Objectives: To examine the frequency of common secondary medical complications during acute rehabilitation in persons with new spinal cord injury (SCI).
Design: Survey and analysis of data in the National SCI Statistical Center (NSCISC) database.
Setting: Eighteen Model System SCI Centers located in urban, public medical centers around the United States.
Subjects: A total of 1,649 persons with new SCI entered into the NSCISC database between 1996 and mid-1998.
Results: Since 1992, the number of days from injury to admission to rehabilitation has steadily decreased, resulting in the increased potential to develop common secondary medical complications during rehabilitation hospitalization. Pressure ulcers occur with high frequency and were found to have developed in 23.7% of patients during rehabilitation. In addition, autonomic dysreflexia and atelectasis/pneumonia also occur with relative frequency during rehabilitation. Conversely, deep vein thrombosis and pulmonary embolism have decreased, most likely because of greater awareness of their potential to develop, as well as improved methods of prophylaxis. Cardiopulmonary arrest and gastrointestinal hemorrhage occur with relatively small frequency.
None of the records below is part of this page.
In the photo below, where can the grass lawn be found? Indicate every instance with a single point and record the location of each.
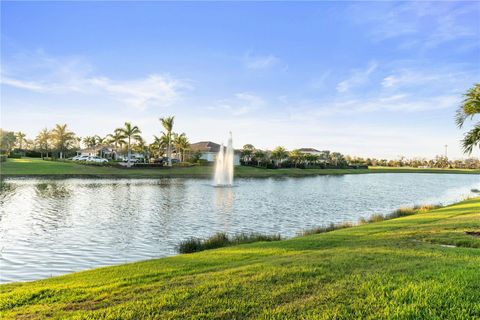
(418, 267)
(38, 167)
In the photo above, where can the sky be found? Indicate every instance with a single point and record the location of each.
(371, 79)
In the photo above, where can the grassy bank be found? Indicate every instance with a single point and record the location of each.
(416, 267)
(37, 167)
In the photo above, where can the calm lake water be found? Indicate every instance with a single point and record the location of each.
(52, 227)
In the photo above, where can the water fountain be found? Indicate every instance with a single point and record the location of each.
(224, 165)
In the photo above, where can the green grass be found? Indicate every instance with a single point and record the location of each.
(393, 269)
(38, 167)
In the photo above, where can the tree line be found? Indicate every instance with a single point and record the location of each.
(60, 142)
(281, 158)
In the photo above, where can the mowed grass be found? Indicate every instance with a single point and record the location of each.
(38, 167)
(394, 269)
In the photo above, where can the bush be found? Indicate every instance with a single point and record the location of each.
(220, 240)
(402, 212)
(15, 155)
(182, 164)
(327, 228)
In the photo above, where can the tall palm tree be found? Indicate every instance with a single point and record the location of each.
(118, 139)
(167, 123)
(90, 141)
(181, 145)
(468, 109)
(62, 138)
(279, 154)
(20, 139)
(161, 143)
(141, 147)
(130, 133)
(43, 141)
(295, 156)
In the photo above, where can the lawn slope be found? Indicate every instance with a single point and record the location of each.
(31, 167)
(417, 267)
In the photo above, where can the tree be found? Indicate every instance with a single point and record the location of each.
(181, 145)
(167, 123)
(90, 141)
(7, 141)
(62, 138)
(130, 133)
(295, 157)
(259, 156)
(20, 139)
(279, 154)
(468, 109)
(161, 143)
(118, 139)
(247, 153)
(338, 160)
(141, 147)
(43, 141)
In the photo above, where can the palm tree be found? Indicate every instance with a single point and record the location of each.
(20, 139)
(468, 109)
(295, 156)
(118, 139)
(161, 143)
(181, 145)
(260, 156)
(100, 142)
(130, 133)
(62, 138)
(90, 141)
(141, 147)
(167, 123)
(43, 140)
(279, 154)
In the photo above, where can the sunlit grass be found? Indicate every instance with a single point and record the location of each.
(392, 269)
(38, 167)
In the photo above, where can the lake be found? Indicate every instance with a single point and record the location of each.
(53, 227)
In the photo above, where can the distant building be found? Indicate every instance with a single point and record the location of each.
(310, 151)
(208, 151)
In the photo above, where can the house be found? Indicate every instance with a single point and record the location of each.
(104, 152)
(310, 151)
(208, 151)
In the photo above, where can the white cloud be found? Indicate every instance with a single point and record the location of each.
(241, 104)
(425, 25)
(357, 78)
(256, 62)
(64, 76)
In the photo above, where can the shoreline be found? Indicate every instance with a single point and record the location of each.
(340, 267)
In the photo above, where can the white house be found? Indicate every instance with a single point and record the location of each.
(310, 151)
(208, 151)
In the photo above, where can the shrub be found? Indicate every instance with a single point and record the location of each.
(327, 228)
(182, 164)
(221, 239)
(402, 212)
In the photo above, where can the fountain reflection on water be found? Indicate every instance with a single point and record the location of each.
(224, 166)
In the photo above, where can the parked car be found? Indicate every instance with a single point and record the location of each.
(132, 160)
(80, 158)
(96, 159)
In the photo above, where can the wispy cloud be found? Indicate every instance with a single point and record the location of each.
(242, 103)
(63, 76)
(256, 62)
(358, 77)
(419, 24)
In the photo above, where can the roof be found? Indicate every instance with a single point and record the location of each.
(308, 150)
(205, 146)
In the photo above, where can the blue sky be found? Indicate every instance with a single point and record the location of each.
(376, 79)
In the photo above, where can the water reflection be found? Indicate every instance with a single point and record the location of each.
(50, 227)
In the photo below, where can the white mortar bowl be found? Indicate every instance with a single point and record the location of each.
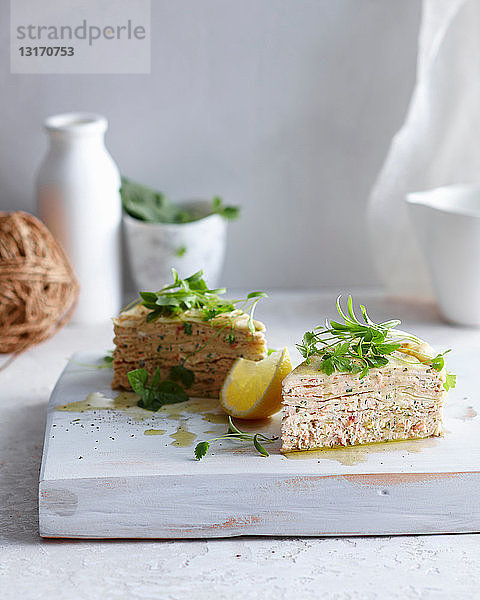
(153, 248)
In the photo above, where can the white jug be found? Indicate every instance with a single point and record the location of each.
(78, 195)
(447, 224)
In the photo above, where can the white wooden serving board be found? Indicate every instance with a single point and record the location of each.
(103, 477)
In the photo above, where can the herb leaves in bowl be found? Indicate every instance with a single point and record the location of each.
(146, 204)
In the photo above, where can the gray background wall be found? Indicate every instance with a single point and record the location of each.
(285, 107)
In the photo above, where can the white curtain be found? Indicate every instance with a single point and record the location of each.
(439, 143)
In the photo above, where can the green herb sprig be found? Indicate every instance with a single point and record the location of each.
(234, 433)
(355, 346)
(147, 204)
(157, 392)
(193, 293)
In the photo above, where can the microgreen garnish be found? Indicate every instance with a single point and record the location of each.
(450, 381)
(234, 433)
(157, 392)
(356, 346)
(193, 293)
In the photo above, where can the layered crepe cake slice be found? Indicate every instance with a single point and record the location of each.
(190, 326)
(349, 399)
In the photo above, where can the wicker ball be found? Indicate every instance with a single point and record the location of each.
(38, 288)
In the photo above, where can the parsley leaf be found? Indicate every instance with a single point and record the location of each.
(147, 204)
(233, 433)
(155, 393)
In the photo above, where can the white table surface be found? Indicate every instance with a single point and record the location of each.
(442, 566)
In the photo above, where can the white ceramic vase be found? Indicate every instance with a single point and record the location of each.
(79, 200)
(154, 248)
(447, 224)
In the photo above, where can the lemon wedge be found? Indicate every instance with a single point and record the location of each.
(253, 389)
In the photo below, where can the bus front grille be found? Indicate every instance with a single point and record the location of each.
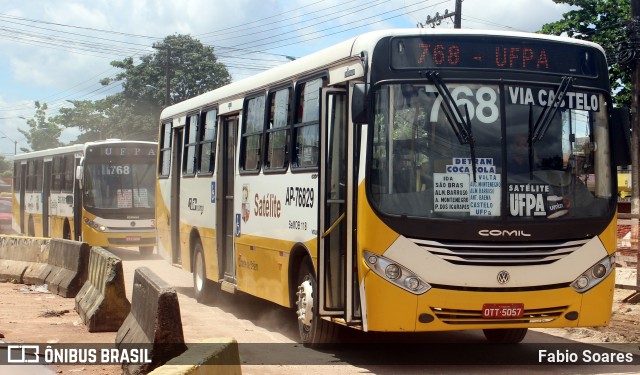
(507, 254)
(461, 317)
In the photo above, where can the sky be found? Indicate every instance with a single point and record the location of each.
(56, 51)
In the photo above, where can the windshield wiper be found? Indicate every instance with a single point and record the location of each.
(530, 141)
(550, 110)
(460, 125)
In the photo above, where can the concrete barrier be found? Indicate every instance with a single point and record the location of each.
(220, 357)
(66, 269)
(102, 302)
(154, 320)
(23, 258)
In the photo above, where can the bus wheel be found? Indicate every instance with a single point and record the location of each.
(313, 330)
(505, 336)
(146, 250)
(201, 286)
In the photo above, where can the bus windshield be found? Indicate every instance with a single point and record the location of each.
(532, 161)
(119, 185)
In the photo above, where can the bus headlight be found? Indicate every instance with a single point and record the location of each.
(594, 275)
(395, 273)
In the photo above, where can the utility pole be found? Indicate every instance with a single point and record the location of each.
(635, 132)
(167, 73)
(437, 19)
(167, 89)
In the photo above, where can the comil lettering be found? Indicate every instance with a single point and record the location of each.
(503, 233)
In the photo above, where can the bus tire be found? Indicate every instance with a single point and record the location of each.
(505, 336)
(313, 330)
(201, 286)
(146, 251)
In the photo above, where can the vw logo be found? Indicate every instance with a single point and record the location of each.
(503, 277)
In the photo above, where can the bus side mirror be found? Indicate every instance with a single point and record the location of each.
(359, 113)
(620, 133)
(79, 174)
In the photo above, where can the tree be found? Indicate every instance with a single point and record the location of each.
(134, 112)
(603, 22)
(43, 133)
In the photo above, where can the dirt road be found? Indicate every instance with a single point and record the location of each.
(32, 315)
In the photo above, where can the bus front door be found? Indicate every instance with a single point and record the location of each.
(335, 270)
(46, 195)
(176, 175)
(228, 225)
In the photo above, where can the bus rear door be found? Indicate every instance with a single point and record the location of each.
(335, 258)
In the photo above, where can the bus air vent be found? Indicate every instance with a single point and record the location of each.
(501, 254)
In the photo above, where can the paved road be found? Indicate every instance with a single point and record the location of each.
(268, 334)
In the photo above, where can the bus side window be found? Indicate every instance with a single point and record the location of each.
(253, 126)
(208, 142)
(68, 173)
(307, 125)
(164, 166)
(277, 138)
(191, 137)
(57, 173)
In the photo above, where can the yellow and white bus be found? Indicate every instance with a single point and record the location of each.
(102, 193)
(374, 185)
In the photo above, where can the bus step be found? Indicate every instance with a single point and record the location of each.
(228, 287)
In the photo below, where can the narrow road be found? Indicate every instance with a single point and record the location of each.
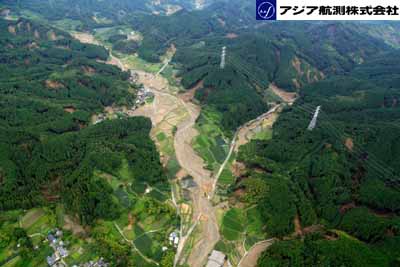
(203, 210)
(134, 246)
(250, 257)
(240, 131)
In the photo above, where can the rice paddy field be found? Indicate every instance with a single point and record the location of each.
(240, 229)
(211, 143)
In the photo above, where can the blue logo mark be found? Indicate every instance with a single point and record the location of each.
(266, 10)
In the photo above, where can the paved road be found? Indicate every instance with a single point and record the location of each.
(202, 207)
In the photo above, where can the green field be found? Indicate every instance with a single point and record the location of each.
(210, 144)
(233, 224)
(265, 134)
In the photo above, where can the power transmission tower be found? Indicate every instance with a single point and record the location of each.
(223, 56)
(313, 122)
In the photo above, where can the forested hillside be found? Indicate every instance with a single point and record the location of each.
(342, 175)
(50, 86)
(289, 55)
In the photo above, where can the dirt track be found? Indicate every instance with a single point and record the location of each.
(202, 207)
(251, 257)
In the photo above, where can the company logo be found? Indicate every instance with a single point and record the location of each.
(266, 10)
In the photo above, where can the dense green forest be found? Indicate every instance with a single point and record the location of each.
(337, 187)
(342, 175)
(286, 54)
(50, 85)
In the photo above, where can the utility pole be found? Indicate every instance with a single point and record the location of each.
(313, 122)
(223, 55)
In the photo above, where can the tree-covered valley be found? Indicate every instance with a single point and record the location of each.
(323, 197)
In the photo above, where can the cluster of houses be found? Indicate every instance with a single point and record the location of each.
(142, 95)
(60, 251)
(174, 239)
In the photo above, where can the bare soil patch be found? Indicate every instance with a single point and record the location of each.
(70, 109)
(232, 36)
(73, 226)
(288, 97)
(349, 144)
(53, 84)
(86, 38)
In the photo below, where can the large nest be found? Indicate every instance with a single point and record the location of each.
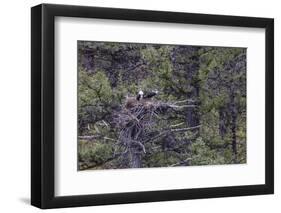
(137, 126)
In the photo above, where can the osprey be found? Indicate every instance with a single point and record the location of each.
(150, 94)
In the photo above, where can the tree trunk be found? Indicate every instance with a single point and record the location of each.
(222, 122)
(135, 158)
(233, 127)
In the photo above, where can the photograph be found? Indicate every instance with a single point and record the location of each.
(143, 105)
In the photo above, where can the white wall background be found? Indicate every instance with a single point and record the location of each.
(15, 105)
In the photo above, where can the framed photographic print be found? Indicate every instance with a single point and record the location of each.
(140, 106)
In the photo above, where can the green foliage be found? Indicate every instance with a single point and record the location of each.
(213, 78)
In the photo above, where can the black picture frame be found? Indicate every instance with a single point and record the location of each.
(43, 102)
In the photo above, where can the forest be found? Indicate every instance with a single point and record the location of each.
(158, 105)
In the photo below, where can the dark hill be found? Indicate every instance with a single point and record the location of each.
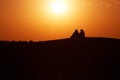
(65, 59)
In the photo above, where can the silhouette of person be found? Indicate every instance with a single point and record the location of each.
(75, 35)
(82, 34)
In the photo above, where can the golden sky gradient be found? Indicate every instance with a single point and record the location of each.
(36, 20)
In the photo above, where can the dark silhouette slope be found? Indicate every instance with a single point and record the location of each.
(65, 59)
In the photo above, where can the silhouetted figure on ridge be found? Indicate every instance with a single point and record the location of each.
(75, 35)
(78, 36)
(82, 34)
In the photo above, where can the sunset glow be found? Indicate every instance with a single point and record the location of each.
(58, 7)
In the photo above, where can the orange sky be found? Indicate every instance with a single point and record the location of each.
(33, 20)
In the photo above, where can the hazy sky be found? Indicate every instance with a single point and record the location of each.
(34, 19)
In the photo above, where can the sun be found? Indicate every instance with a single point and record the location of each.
(58, 7)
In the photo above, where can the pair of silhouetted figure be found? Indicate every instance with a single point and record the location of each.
(78, 36)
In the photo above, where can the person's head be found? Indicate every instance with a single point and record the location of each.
(81, 30)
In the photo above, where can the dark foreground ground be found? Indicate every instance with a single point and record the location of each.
(89, 59)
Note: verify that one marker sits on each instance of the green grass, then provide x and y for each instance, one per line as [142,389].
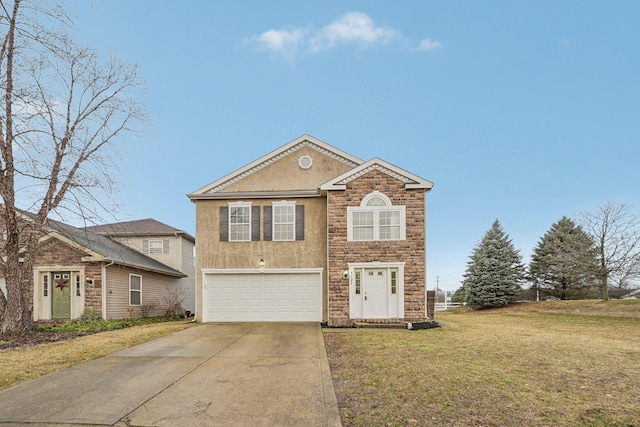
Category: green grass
[27,363]
[97,325]
[525,365]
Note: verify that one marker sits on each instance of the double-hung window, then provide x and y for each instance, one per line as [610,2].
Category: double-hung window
[240,222]
[135,290]
[376,219]
[284,221]
[156,247]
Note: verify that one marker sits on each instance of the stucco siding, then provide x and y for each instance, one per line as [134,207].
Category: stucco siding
[285,174]
[187,284]
[307,253]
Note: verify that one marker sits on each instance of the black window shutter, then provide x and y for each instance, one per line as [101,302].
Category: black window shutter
[255,223]
[299,222]
[267,223]
[224,223]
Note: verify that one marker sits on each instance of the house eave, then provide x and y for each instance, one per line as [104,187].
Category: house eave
[150,269]
[256,195]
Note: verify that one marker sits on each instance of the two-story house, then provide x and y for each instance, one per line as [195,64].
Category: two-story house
[78,269]
[172,247]
[311,233]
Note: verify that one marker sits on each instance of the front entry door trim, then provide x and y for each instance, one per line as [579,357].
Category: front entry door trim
[376,290]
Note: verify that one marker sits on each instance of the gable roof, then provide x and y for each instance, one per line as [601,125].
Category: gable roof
[101,248]
[141,227]
[209,190]
[410,180]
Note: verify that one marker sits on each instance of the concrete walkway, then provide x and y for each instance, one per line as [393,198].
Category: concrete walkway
[240,374]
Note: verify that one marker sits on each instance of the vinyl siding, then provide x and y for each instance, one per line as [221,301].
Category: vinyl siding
[156,289]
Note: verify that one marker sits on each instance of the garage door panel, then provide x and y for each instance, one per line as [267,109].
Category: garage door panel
[263,297]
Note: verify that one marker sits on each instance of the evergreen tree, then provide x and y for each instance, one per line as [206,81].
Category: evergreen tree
[494,271]
[563,263]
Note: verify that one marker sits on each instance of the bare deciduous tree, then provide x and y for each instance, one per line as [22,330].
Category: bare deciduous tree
[616,233]
[64,110]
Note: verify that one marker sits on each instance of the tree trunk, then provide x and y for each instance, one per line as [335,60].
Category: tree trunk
[605,287]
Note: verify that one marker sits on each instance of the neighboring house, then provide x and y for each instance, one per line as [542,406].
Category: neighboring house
[311,233]
[77,269]
[171,246]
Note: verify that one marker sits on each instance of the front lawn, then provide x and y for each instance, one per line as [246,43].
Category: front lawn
[519,366]
[31,361]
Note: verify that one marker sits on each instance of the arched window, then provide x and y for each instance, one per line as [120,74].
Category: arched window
[376,219]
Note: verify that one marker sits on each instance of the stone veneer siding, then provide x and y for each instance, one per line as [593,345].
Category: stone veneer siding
[411,251]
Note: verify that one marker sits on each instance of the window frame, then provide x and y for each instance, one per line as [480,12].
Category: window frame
[375,212]
[155,249]
[139,291]
[275,206]
[247,224]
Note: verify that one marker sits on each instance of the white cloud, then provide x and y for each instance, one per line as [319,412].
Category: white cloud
[428,44]
[353,27]
[284,43]
[350,28]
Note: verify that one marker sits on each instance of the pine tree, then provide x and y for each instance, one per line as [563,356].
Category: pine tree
[494,271]
[564,261]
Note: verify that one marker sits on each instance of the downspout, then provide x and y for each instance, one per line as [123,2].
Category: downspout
[327,257]
[104,288]
[426,293]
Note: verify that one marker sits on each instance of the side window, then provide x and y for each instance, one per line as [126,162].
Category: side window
[135,290]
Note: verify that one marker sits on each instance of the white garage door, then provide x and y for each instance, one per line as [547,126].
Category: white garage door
[266,297]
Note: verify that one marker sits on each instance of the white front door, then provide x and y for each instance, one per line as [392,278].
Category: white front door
[376,290]
[376,294]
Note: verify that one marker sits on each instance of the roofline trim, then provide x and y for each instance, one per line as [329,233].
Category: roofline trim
[302,141]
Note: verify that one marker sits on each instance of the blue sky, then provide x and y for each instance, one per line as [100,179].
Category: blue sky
[518,111]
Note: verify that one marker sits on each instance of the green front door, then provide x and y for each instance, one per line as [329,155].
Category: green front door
[61,295]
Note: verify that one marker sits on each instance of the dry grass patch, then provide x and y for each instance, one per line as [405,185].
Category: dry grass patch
[27,363]
[508,367]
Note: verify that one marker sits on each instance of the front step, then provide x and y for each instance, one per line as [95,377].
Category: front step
[380,325]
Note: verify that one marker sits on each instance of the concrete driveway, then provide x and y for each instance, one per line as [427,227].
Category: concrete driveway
[231,374]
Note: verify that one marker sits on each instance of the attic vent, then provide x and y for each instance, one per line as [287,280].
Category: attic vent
[305,162]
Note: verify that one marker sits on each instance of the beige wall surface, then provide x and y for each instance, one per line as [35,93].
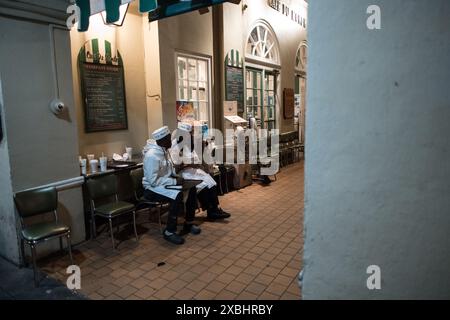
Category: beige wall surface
[152,74]
[238,25]
[128,39]
[8,233]
[42,147]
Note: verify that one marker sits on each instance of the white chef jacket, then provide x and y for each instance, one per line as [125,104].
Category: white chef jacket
[158,171]
[178,153]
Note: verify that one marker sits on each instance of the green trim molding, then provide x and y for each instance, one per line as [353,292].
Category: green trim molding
[157,9]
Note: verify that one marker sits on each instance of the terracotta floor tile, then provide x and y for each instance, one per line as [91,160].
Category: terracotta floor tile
[256,254]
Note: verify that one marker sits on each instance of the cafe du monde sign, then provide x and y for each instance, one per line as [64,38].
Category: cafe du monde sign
[297,17]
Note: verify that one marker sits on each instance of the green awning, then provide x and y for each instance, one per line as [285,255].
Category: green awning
[157,9]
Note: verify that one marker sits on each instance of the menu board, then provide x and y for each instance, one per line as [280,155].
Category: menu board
[289,103]
[103,90]
[234,88]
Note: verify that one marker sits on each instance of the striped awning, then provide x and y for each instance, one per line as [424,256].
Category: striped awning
[158,9]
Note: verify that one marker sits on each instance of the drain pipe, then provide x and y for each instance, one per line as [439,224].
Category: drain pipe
[56,105]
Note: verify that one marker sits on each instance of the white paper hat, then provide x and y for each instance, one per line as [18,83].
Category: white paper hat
[161,133]
[185,126]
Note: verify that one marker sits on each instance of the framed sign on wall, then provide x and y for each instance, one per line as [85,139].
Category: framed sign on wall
[289,103]
[102,87]
[234,79]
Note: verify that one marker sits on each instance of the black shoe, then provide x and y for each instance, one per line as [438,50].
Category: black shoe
[218,215]
[174,238]
[224,213]
[191,228]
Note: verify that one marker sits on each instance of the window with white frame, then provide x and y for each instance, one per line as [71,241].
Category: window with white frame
[262,44]
[193,83]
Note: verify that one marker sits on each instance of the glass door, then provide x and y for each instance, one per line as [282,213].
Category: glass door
[261,97]
[254,94]
[269,100]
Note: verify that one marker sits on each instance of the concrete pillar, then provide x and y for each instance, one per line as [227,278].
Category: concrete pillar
[377,146]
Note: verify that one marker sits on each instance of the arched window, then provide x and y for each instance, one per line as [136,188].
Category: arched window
[262,44]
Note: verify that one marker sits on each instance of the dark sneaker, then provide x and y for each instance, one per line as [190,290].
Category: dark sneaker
[192,229]
[174,238]
[225,214]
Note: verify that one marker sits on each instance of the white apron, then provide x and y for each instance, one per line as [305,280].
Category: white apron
[158,171]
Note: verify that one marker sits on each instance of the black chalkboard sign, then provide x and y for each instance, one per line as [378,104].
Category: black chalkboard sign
[103,89]
[234,88]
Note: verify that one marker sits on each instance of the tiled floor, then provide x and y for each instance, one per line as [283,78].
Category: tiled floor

The frequency of renal complications is difficult to gauge because of the decreasing number of patients who have any renal testing performed during rehabilitation hospitalization.
Conclusion: The continued declining lengths of acute care hospitalization after SCI have resulted in the occurrence in the rehabilitation setting of medical complications that were previously seen in acute care. Greater awareness and attention to these conditions are necessary to reduce their occurrence, so that obstacles to recovery and functional improvement after SCI are minimized.